Building a Micro Chatbot Platform
When was the last time you went to a website and clicked through layers of navigation to find a piece of information? How was the experience? Time consuming? Frustrating? These days, we all seem to have a lower tolerance for hunting and pecking our way to an answer. Instead, we'd rather just ask the question to Alexa, Siri or Google. At the very least, we want to open a messaging app or chat window and have a conversation with a bot/person. We're starting to have those same expectations at work, too.
Here at Northwestern Mutual, we're starting to see departments researching how to simplify cumbersome user interfaces, databases and services using chat functionality, and our innovation team aims to unlock that potential. We're building a proof-of-concept Micro Chatbot Platform that enables engineers from across the company to build, test and deploy their own micro bots. For those who have an Amazon Alexa, our micro bot approach is very similar to Alexa installing additional skills that teach her new functionality. We think that by decentralizing the bot creation and functionality through micro bots, engineers will be able to build responses unique to their business areas. It’s called a micro chatbot because the bots are consolidated under one parent bot, so any question can be answered from one chat. Over time, the platform will get smarter as engineering teams contribute to their individual bots.

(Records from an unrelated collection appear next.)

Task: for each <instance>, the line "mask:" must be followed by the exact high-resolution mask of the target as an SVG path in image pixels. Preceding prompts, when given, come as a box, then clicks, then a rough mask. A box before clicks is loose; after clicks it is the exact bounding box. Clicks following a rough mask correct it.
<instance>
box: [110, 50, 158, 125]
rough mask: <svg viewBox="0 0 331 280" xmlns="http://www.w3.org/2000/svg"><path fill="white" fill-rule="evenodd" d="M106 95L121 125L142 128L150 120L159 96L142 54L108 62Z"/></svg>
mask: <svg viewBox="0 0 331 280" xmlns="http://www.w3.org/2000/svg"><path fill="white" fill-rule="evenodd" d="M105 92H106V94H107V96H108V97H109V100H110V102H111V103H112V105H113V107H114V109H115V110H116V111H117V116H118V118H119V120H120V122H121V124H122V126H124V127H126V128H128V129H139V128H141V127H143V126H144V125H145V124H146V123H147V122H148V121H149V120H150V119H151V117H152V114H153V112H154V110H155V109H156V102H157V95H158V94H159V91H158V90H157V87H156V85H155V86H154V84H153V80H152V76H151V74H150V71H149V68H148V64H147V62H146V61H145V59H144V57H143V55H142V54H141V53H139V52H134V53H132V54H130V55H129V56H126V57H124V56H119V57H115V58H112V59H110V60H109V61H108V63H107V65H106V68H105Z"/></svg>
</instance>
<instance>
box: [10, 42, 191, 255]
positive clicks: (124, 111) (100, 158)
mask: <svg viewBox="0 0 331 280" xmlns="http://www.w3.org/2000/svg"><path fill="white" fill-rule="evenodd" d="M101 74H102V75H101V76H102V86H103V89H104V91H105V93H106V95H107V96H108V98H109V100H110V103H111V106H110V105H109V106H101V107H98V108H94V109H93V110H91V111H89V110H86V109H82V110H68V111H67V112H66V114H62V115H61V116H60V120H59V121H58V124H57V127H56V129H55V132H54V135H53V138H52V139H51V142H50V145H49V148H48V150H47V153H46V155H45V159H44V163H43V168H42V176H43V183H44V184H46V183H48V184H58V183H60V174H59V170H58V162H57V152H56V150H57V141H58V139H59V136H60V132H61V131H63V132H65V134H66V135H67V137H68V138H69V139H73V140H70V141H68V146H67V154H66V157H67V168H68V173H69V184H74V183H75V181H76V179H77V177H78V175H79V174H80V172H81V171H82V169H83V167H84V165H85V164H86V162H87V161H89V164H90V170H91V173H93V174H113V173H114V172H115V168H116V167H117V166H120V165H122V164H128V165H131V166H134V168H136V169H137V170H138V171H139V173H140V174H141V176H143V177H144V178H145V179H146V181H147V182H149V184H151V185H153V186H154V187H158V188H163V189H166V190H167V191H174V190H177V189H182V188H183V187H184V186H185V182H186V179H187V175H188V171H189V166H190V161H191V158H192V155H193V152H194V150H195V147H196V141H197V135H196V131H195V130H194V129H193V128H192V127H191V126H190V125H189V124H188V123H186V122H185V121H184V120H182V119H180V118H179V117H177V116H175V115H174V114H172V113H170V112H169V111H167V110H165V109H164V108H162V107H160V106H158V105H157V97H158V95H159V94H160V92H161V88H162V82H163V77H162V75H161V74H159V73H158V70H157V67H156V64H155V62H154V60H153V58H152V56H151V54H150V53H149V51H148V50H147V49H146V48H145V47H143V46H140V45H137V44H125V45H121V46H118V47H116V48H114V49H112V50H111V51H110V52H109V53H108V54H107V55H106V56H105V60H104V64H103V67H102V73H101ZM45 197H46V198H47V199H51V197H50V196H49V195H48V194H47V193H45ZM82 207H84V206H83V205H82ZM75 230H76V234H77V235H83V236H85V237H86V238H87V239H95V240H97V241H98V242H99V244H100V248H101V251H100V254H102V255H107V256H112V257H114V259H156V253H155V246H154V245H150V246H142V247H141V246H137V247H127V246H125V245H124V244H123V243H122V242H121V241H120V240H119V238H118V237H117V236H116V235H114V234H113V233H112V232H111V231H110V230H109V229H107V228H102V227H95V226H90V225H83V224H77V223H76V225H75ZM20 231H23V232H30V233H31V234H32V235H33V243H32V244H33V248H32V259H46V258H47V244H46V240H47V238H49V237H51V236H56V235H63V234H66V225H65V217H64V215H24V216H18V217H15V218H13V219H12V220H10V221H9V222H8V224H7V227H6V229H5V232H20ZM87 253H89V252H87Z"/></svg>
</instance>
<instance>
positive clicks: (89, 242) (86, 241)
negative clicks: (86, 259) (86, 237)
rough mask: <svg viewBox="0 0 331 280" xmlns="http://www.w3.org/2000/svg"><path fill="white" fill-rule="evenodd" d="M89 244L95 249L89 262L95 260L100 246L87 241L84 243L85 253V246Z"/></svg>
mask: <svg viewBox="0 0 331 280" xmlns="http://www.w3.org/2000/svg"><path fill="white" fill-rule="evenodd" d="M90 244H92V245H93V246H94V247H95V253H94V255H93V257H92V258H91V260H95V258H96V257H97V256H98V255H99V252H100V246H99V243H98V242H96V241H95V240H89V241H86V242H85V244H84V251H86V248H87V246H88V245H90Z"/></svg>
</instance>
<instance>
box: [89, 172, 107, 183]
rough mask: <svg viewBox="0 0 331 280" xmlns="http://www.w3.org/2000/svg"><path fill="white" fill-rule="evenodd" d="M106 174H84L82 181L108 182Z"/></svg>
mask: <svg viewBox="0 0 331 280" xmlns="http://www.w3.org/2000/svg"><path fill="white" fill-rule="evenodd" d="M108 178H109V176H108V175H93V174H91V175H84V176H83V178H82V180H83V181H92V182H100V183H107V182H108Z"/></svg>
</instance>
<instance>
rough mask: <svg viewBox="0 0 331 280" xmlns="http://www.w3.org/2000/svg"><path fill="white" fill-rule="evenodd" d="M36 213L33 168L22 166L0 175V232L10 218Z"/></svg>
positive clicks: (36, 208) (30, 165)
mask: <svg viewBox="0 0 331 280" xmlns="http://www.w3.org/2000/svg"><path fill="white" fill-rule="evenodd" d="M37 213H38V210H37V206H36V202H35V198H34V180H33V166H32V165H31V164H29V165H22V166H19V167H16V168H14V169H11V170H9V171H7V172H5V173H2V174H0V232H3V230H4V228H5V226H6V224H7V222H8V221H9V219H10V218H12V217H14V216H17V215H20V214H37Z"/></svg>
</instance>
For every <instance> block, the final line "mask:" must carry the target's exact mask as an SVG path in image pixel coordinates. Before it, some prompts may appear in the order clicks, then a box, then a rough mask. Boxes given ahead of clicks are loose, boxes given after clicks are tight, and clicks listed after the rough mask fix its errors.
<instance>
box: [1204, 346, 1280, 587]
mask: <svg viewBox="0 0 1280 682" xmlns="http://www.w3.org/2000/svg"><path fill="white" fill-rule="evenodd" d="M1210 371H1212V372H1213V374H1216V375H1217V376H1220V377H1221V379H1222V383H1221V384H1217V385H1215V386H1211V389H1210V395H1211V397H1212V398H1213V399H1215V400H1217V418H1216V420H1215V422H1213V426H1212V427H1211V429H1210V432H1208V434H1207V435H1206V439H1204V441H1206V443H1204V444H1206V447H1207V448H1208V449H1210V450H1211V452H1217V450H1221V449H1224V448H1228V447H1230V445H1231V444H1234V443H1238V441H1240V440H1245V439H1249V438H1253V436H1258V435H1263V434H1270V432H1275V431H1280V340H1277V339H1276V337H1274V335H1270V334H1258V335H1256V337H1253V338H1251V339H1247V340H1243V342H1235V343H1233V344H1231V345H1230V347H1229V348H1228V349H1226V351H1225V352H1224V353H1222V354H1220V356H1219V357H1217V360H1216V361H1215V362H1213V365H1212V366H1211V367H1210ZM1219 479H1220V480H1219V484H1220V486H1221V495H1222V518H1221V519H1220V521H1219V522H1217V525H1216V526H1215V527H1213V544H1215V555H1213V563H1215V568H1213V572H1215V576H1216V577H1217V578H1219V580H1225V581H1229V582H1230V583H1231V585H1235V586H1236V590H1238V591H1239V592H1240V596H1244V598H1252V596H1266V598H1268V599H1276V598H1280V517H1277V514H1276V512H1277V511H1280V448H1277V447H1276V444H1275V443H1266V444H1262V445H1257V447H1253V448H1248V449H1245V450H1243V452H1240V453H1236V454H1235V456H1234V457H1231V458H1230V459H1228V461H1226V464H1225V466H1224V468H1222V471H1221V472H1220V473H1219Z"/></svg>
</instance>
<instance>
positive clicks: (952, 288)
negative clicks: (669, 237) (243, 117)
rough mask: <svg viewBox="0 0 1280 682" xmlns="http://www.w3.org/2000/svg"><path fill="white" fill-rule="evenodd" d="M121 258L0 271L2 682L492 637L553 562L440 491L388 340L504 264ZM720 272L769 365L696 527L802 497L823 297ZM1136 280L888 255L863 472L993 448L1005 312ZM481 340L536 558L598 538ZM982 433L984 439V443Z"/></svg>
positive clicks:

Unlocking chat also has another potential benefit: New or updated information can be deployed fast. For example, to create a web application or update website content, you'd have to set up the servers/cloud infrastructure, develop the functionality with a good user experience, test the site in different environments and operating systems and make sure you are on point with the branding guidelines—all of which might take months. But when you're delivering content within a chat window, there's no fancy user interface to care about; you're just responding to a message and getting data into the hands of the user. A bot can be built, tested, secured and deployed in a matter of weeks (or less), not months. It’s still important to build a good user experience, but in the case of a chatbot, the most important factors are conversation flow, mapping out the variations in utterances (questions/responses to the bot) and entities (nouns in the utterances).
Our experiment is initially focused on our home office use-cases and micro bots. However, the learnings and infrastructure will be able to be redeployed for other parent bots, including one directed for our financial advisors in the field and another for our clients. By starting internally, it gives us a chance to vet the technology integration, build up engineering chatbot development skills and test the adoption of the platform. Also, some of the same data sources can be reused, such as, "What’s the status on policy xy123?" and can be modified slightly to respond to the financial advisor or client. As you can imagine, the level of compliance, testing and security increases as you go from home office, to field, to client.
We're also tackling one of the most common complaints users have with some existing chatbots—that they quickly deflect unknown questions out to the Internet: “OK, I found this out on the web for ...”
To combat this, we built two features into the platform:
- A monitor that tracks all questions asked and flags those that go unanswered, so we can use that information to build bots to fulfill new use cases.
- A dictionary of bots that surface the types of bots that exist, their functionality and the variations of utterances you can ask. This dictionary provides insight into what has been built, so users aren’t blindly asking questions with no response.
Our findings from the proof of concept will inform our rollout strategy for the Micro Chatbot Platform. Initial internal hackathon results have concluded that engineers can deliver a micro bot in a matter of days, without having a background in chatbot development. We are gearing up to provide Getting Started documentation and examples for teams across the organization, enabling them to build robust micro bots.